To bring any type of sense or control into this relationship, parents need to step in and choose to be completely aware of their daughter’s personal relationship with Facebook. Limiting their daughter’s time on Facebook, asking her about it, telling her it’s a waste of time or choosing to be ignorant about this source of media will only cause division between the parents and their child, provoke rebellion and encourage her to embrace the free-for-all Facebook offers. But when a parent is on Facebook, aware of all it has to offer, aware of what their daughter is doing, who she’s talking to and why she enjoys it so much, it automatically gives the daughter a caution about what she posts and who she chooses to be friends with, knowing that her parents are just as involved and connected as she is. Media and family should not carry the same weight in the upbringing of a child; the two social institutions must be intertwined.
Psychology Today affirms this in an article written by psychotherapist Elizabeth Donovan, M.A.
“Parents who are involved in their teens media habits and discussed activities with them can actually help increase their daughter’s self-empowerment. This positive shift in self-worth can serve as a buffer to help safeguard teens against the lure of eating disorders. Parents have more power than they think when it comes to helping their daughters prevent severe behavioral disorders and, in particular, eating disorders. Increasing your teen’s self-empowerment and decreasing her chances of developing an eating disorder doesn’t mean you have to control every move she makes. In fact, maintaining control of your teen at all times is near impossible even if you tried. The truth is that excessive over-protectiveness and parental suffocation will only serve to develop animosity and distrust within your relationship. Freedom and testing boundaries is important and necessary for teens to mature into healthy adults. For most parents, it’s the issue of striking a balance between control and independence that is often the most difficult. While Facebook provides yet another challenge in the world of eating disorders and teens, it also provides an important opportunity – a chance to have a conversation with your teen that is non-threatening, open, and that can serve to inspire and empower her.”
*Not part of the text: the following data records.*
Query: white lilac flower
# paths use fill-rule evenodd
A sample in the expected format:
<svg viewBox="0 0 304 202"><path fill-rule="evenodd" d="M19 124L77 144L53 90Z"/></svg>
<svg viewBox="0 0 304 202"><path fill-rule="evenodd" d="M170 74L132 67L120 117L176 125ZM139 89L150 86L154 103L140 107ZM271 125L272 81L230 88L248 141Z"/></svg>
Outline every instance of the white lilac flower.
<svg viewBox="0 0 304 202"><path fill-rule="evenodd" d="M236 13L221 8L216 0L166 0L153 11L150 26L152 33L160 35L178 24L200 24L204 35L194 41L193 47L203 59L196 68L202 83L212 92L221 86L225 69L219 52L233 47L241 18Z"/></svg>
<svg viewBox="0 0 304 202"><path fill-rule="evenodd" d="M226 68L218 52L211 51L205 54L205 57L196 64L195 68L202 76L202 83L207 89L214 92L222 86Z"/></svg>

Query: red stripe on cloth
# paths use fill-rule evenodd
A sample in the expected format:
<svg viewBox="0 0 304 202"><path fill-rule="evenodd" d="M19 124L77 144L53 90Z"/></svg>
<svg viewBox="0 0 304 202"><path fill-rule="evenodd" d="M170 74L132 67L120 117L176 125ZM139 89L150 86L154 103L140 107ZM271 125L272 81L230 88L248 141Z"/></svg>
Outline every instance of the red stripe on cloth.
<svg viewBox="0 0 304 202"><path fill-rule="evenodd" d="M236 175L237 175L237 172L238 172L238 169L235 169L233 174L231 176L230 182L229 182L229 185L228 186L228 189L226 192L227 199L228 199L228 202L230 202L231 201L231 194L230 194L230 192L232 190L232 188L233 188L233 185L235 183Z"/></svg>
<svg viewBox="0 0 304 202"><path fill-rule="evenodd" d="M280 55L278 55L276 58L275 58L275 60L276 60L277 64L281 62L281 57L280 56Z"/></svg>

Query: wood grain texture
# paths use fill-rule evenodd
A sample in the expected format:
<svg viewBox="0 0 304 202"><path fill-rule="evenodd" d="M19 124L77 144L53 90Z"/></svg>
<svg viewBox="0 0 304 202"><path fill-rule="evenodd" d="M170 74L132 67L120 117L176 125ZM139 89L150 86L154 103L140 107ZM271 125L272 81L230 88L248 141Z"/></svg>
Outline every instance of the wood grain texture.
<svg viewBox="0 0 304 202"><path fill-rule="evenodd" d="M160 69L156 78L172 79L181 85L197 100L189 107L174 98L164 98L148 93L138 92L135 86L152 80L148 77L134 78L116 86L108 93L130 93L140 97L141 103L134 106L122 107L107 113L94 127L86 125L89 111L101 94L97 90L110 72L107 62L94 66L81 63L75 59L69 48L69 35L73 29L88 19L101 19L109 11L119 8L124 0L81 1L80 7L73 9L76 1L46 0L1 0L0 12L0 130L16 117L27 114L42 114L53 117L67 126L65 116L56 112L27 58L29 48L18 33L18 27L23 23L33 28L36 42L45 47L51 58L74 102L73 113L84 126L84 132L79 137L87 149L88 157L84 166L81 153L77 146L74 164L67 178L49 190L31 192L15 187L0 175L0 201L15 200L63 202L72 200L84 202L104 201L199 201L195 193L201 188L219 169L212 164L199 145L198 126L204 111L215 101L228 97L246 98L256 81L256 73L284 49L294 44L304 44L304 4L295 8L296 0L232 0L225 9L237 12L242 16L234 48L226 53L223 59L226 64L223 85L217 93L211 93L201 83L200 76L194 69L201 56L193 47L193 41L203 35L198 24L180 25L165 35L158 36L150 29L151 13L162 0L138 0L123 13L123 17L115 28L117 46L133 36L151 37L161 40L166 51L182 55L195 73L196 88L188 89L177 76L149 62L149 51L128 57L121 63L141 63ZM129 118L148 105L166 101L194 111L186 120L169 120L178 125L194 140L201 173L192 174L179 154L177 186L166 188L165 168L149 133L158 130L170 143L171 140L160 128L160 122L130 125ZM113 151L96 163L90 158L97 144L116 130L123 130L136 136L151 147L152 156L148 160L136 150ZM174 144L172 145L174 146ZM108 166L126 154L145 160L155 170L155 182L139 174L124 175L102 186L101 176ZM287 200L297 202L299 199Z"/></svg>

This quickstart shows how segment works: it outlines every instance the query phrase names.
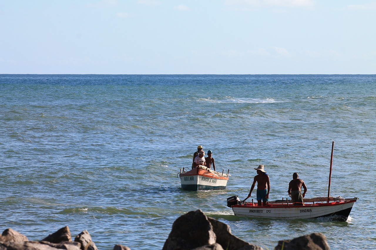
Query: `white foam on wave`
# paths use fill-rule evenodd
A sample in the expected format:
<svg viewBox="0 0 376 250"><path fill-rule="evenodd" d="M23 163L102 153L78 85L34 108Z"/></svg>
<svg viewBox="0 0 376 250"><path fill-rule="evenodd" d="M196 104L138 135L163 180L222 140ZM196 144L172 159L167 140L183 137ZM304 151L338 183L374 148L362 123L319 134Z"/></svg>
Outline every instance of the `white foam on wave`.
<svg viewBox="0 0 376 250"><path fill-rule="evenodd" d="M224 99L214 99L210 98L201 98L201 101L216 102L217 103L273 103L275 102L285 102L286 101L275 100L272 98L265 99L251 98L231 98Z"/></svg>

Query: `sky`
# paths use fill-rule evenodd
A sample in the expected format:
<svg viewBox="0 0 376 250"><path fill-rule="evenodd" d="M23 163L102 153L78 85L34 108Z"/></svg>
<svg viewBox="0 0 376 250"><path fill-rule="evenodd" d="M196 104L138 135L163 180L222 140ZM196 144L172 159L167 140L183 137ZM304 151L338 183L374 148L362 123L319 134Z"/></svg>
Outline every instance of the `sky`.
<svg viewBox="0 0 376 250"><path fill-rule="evenodd" d="M376 0L0 0L0 74L376 74Z"/></svg>

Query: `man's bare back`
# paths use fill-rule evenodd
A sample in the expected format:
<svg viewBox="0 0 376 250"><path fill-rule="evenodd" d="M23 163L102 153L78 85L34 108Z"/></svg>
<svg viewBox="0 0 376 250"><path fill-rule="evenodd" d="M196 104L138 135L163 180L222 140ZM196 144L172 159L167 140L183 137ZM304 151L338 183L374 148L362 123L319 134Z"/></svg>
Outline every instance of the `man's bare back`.
<svg viewBox="0 0 376 250"><path fill-rule="evenodd" d="M269 176L263 173L255 176L253 183L257 182L257 189L259 190L265 190L268 188L269 179Z"/></svg>
<svg viewBox="0 0 376 250"><path fill-rule="evenodd" d="M288 184L288 190L287 191L287 193L289 195L290 195L293 191L299 191L301 192L302 187L304 188L304 192L302 194L303 197L304 197L307 192L307 186L306 186L304 181L301 179L299 179L298 173L294 173L293 175L293 180Z"/></svg>
<svg viewBox="0 0 376 250"><path fill-rule="evenodd" d="M304 182L301 179L296 179L290 182L289 186L291 187L291 191L302 191L302 186Z"/></svg>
However, an endless number of parents choose on a daily basis to not be involved and not care about their daughter’s actions on Facebook. This is when the church needs to step in. When the church is appropriately using social media, following Kyle’s Christian code for social media (having a clear vision and goals for using the tool, mobilizing the network, fostering authentic community and questioning before posting) then the girls can reflect that.
Facebook was originally intended to connect students on a college campus, however it has erupted into connecting 800 million people on this planet. Through those millions of people, young girls have been drawn in to virtually connect with others and to artificially promote themselves. An awareness of the negative effects on them is crucial to understanding this new generation of girls, the most technologically advanced group of teens in the history of the United States.